The title of the song "Ji Wayā Lā Lachhi Maduni" means "It hasn't been a month since I came" in Nepal Bhasa. It is a popular seasonal song in Newar society and is sung during the rice planting season.

The song's theme is based on the life and times of the merchants and artisans of Kathmandu who used to go to Tibet for long periods in the past. Known as Lhasa Newar, they operated business houses in Lhasa and other cities and conducted trade between Nepal, India and Tibet. The artisans built temples and created artworks for the monasteries.

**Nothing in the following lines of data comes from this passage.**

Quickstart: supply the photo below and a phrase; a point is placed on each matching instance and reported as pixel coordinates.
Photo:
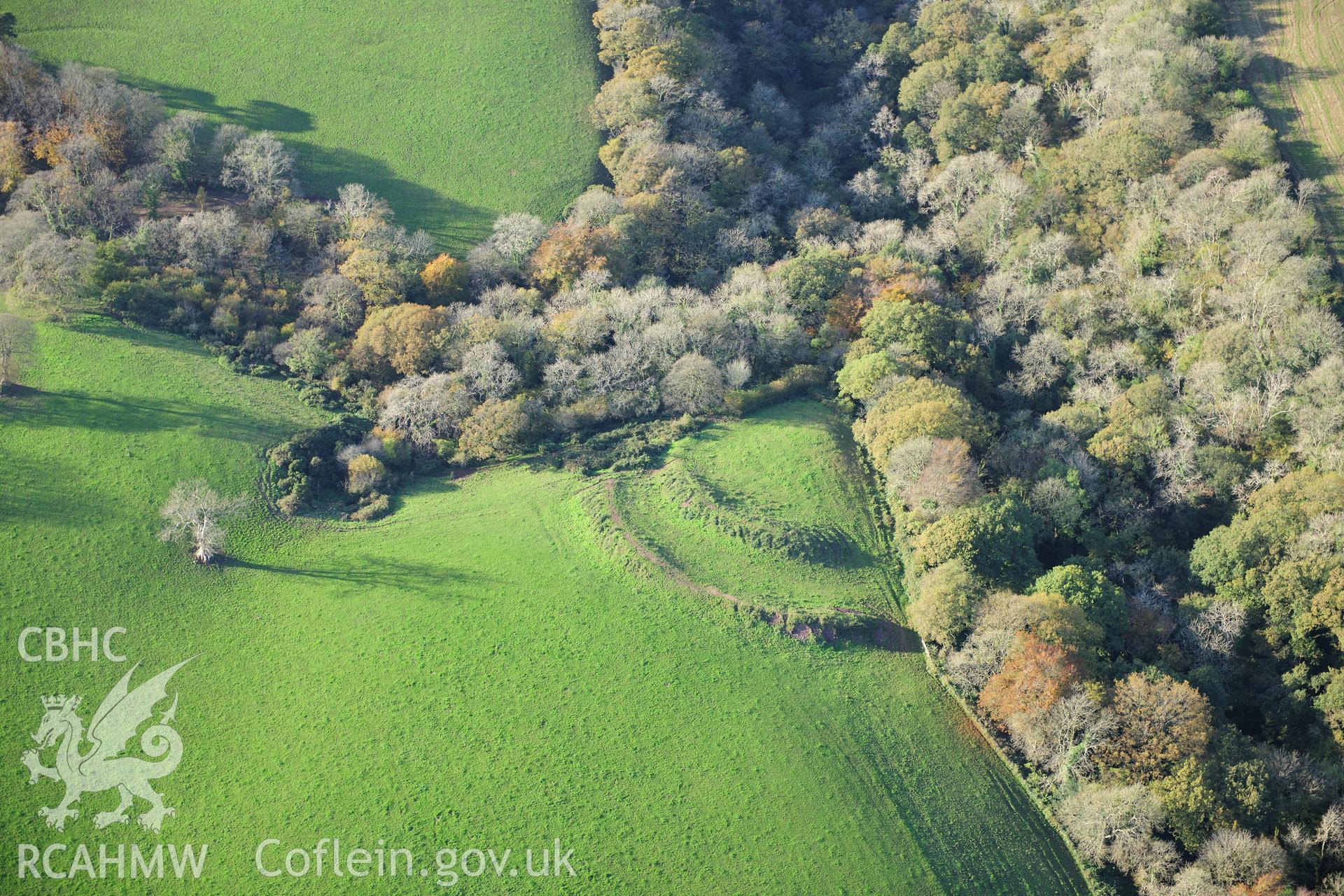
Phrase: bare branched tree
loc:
(195, 514)
(17, 337)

The tradition goes back centuries.

Wives and families were greatly concerned when the travellers left as they often died on the trek across the Himalaya mountains or of the harsh climate on the Tibetan plateau, and ballads describing their hardships are frequently sung.

==Lyrics==
The first few lines of the song appear below.

(Wife) Ji wayā lā lachhi maduni, chhi kāya San jhāya dhāla
Thugu chhabār liganā disan nhān.
(Mother-in-law) Ji kāya putā jā ligane majiu, bhalichā
Ji kāya yā lajagā madu nhān.

(Wife) Ayale māju hāya chhi kāya yā lajagār madusā
Jigu kosa lawa lhānā biya nhān.
(Mother-in-law) Ayale bhalichā mayju, dhandā chhanan kāyamate
Dakhalakha jaka chonā wai nhān.

(Wife) Lakha madu pukhulisa ngā gathe choni, māju
Thugu chhabār liganā disan nhān.
Ayale prabhu swāmi, San jhāya dhāya mate
Bhina jā jinan jui matāyā nhān.

 (Husband) Ayale misā hāya, tākāl chone makhu
Danchhi nidan jaka chonā waya nhān.
(Wife) Nanānan majisenli jita pār biyā disan
Ji māmyā saranasa wane nhān.

(Husband) Chhanta pār madu misā, jigu chhenyā bhālā chhanta
Bhinaka nidān yānā chonwa nhān.
(Wife) Lakha madu pukhulisa paleswān gathe hoi
Hoigu āshā jita madu nhān.

Shubha dina shubha belā mangal yānā thāsa
Khoya mate dheeraj ni yāwa nhān.
Jawa lhātin sagan phase, khawa lhātin khobi huse
Ji prabhu limasose jhāla nhān.

==Translation==

(Wife) It hasn't been a month since I came, and your son says he's going to Tibet
Please don't let him go this time.
(Mother-in-law) I cannot forbid him to go, daughter-in-law
He has no work.

(Wife) If your son has no work, mother-in-law
I will hand over my wedding presents.
(Mother-in-law) Oh daughter-in-law, you do not worry
He will be away for just a few years.

(Wife) How will a fish live in a pond without water, mother in-law
Please forbid him to go this time.
Oh husband, do not say you will go to Tibet
I do not see any good happening.

(Husband) Oh wife, I will not stay long
I will stay for just a year or two.
(Wife) Since you will not listen, please give me a divorce
I will go back to my mother.

(Husband) I will not divorce you, you have the responsibility of taking care of my house
Carry out your duties carefully.
(Wife) How will a lotus bloom in a pond without water
I do not expect it to bloom.

At the good luck ceremony during an auspicious hour on an auspicious day
Do not weep, stay calm.
Accepting the ritual gifts with his right hand and wiping away the tears with his left hand
My husband left without looking back.